Junko Ishido, mother of Kenji Goto, reacts during a news conference at the Foreign Correspondents' Club of Japan. She has said she trusts Japanese Prime Minister Shinzo Abe to safely return her son to her. Reuters

Japanese officials said they were trusting Jordan to pull through and rescue both captured Japanese journalist Kenji Goto and Jordanian pilot Muath al-Kaseasbeh as a new hostage deadline approached. In the latest threat issued by the Islamic State group late Wednesday, Japan and Jordan had until sunset Thursday local time to deliver two detained Iraqi terrorists in exchange for Goto and al-Kaseasbeh.

"As the situation is developing, I shouldn't comment on details. But Japan and Jordan are dealing with the matter based on an extremely trusting relationship," government spokesman Yoshihide Suga told reporters, according to the Associated Press. An unnamed Japanese official said Thursday morning that it was still possible for things to turn out right.

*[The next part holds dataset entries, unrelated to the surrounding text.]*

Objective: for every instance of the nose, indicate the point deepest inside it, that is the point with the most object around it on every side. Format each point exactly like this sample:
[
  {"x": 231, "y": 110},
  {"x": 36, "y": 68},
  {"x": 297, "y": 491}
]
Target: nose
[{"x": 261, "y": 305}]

The militant group, also known as ISIS, was just “trying to draw world attention,” the official told Japan Times. “The situation still remains very tough.”

Jordan officials had said Wednesday they were ready to free Sajida al-Rishawi, an arrested Iraqi terrorist whose 2005 suicide bomb attack failed to go off, in exchange for al-Kaseasbeh, but made no mention of freeing Goto in the exchange. Jordanian Foreign Minister Nasser Judeh later told CNN that Jordan hasn't forgotten Goto, and that Goto’s release would “of course” be part of a prisoner exchange, but the priority was al-Kaseasbeh’s freedom.

A new audio message read in English in the voice that was likely to be Goto’s said that Jordan and Japan had 24 hours to perform the hostage swap or else the hostages would both be executed. The new deadline was sunset in Mosul, Iraq, or around 10 a.m. EST Thursday.

“Any more delays by the Jordanian government will mean they’re responsible for the death of their pilot, which will then be followed by mine. I only have 24 hours left to live, and the pilot has even less. Please don’t leave us to die,” Goto’s voice said in the video.

Goto was one of the original two Japanese civilians who were shown in an ISIS video on Jan. 20, asking for $200 million in exchange for Goto’s and Haruna Yukawa’s life. That ransom wasn't met when Prime Minister Shinzo Abe said he wouldn't pay up despite vowing to save their lives. Yukawa was allegedly executed in a video released Saturday. "This heinous terrorist act is totally unforgivable," Abe said in parliament on Thursday.

Goto’s mother, Junko Ishido, said she had complete trust Abe would rescue her son. “Japan is a smart country. I have a 100 percent faith in [the nation’s] ability to protect its own people,” Ishido told reporters at her home in Tokyo, according to the Japan Times. “I don’t think Prime Minister Abe is the kind of person who would sit back and watch his fellow [citizen] die.”